This is all leading to something, trust me.

He was sitting at the counter that separates the kitchen from the family room and was watching me do it my way. I’m sure he was itching to make a snotty ass comment for the 568th time, but this time I felt it coming, I felt the vibe of the bossy pants captain rearing its head to spew some crap I did.not.want.to.hear. I am not a very good delegator but I am a GREAT micromanager.  I do everything myself. MY WAY. (More on that in another post. ) I looked over at him and said, “Don’t even start. I know what you were going to say.” He just laughed at me and said “You think you’re pretty good at reading my mind, don’t you?” I replied, “Well, after all this time, you have a limited repetoire and rotate the same few things on a fairly regular basis, so it’s not brain science here.” Him, “Well, you’re wrong this time”  I ignored him and went back to wasting a week’s worth of water. His computer sits on the counter and out of the corner of my eye I noticed he was scribbling something on a piece of scratch paper. “Why don’t we ever have any paper around here?” My thoughts were elsewhere as I was suddenly sad, remembering our darling cat, Bandit, who would drink from a dripping faucet and loved to watch me wash dishes. I do miss that girl.

He shoved the scrap of paper toward me. “What’s that? Your Home Depot list?” Him, “Just read it.” In case you can’t read it, it says, Do you want an early Xmas and Bday present? My birthday’s in May, so for a second I didn’t get it and then I whispered, “Do you really mean it?” Him, “Yes, it’s about time you had a very special present. Plus, you are never gonna give up bugging me about it, so yes, go ahead and get yourself that purse you’ve been wanting.”
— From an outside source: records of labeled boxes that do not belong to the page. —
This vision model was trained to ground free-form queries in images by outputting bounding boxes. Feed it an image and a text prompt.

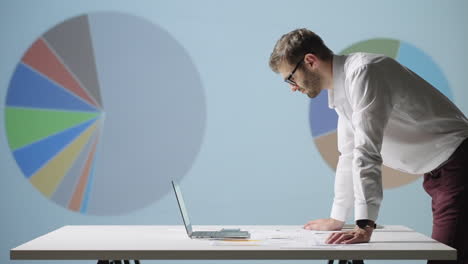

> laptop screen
[172,181,192,236]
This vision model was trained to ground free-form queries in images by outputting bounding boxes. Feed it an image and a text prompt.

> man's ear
[304,53,320,69]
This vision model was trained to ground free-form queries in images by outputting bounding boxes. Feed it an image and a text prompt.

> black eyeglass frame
[284,58,304,86]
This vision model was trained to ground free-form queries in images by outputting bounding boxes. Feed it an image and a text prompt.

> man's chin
[307,91,320,99]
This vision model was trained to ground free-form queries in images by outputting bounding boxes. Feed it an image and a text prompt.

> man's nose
[289,84,299,92]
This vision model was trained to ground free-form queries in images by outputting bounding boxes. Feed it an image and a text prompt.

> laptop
[172,181,250,239]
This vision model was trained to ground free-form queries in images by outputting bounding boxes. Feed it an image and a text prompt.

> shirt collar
[328,55,347,109]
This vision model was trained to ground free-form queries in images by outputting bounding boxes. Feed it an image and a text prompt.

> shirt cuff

I kept the document for legal reasons just in case he changed his mind and I could sue him for breach of promise. That’s the lawyer’s daughter talking.
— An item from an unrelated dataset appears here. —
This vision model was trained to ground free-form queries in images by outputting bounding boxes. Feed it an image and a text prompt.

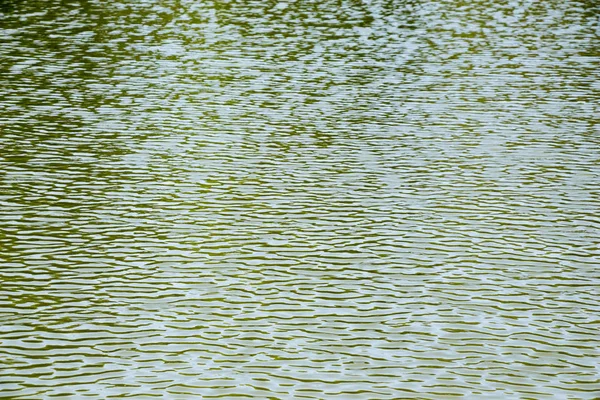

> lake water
[0,0,600,400]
I’m not alone in my shallow desire for an outrageously expensive accessory, and I’m not just talking Desperate Housewives. Zillions of females are obsessed with Chanel and I proudly share that compulsive preoccupation. I feel that owning a Chanel is a rite of passage, a declaration of womanhood. I’ve arrived. This might not mean a lot to a lot of my sisters, but to those who can relate, you know how I feel. When I first started my period, I was twelve, and my mom took me out to lunch and a bit of shopping to celebrate this next important step in a young woman’s life. This is another one of those milestones to me. It’s not that my life has been entirely without adversity, but I do like to look on the bright side and expect the best to happen more often than the worst. I am a firm believer in projecting a positive attitude.

And I positively had to have that handbag.

I’m also not very subtle, so my hints to the captain were more like overt hammer-like smacks on the head. I’d email him pix of Chanel handbags, and once dragged him to South Coast Plaza to visit the Chanel store so he could get a better sense of what the attraction is. He appreciates quality and after looking at one closely he had to agree that it was extremely well made. I made several Supreme Court-worthy arguments regarding the many different ways his marital happiness was intricately entwined with my having a Chanel, and conversely, how unhappy his life could be if I never got one.

But he really took me by surprise. I have to say I got a bit teary-eyed at his loving generosity. He never ceases to amaze me.

I love the anticipation of wanting something, but enough was enough. It was time to make my dream happen. It was love at first sight. My first Chanel. Now I am a woman. Somebody’s gonna get REALLY thanked when he gets home. Oh yeah. In a very special way. Ya know what I’m sayin’? May I introduce the Grand Shopper Tote? Totes gorg, huh?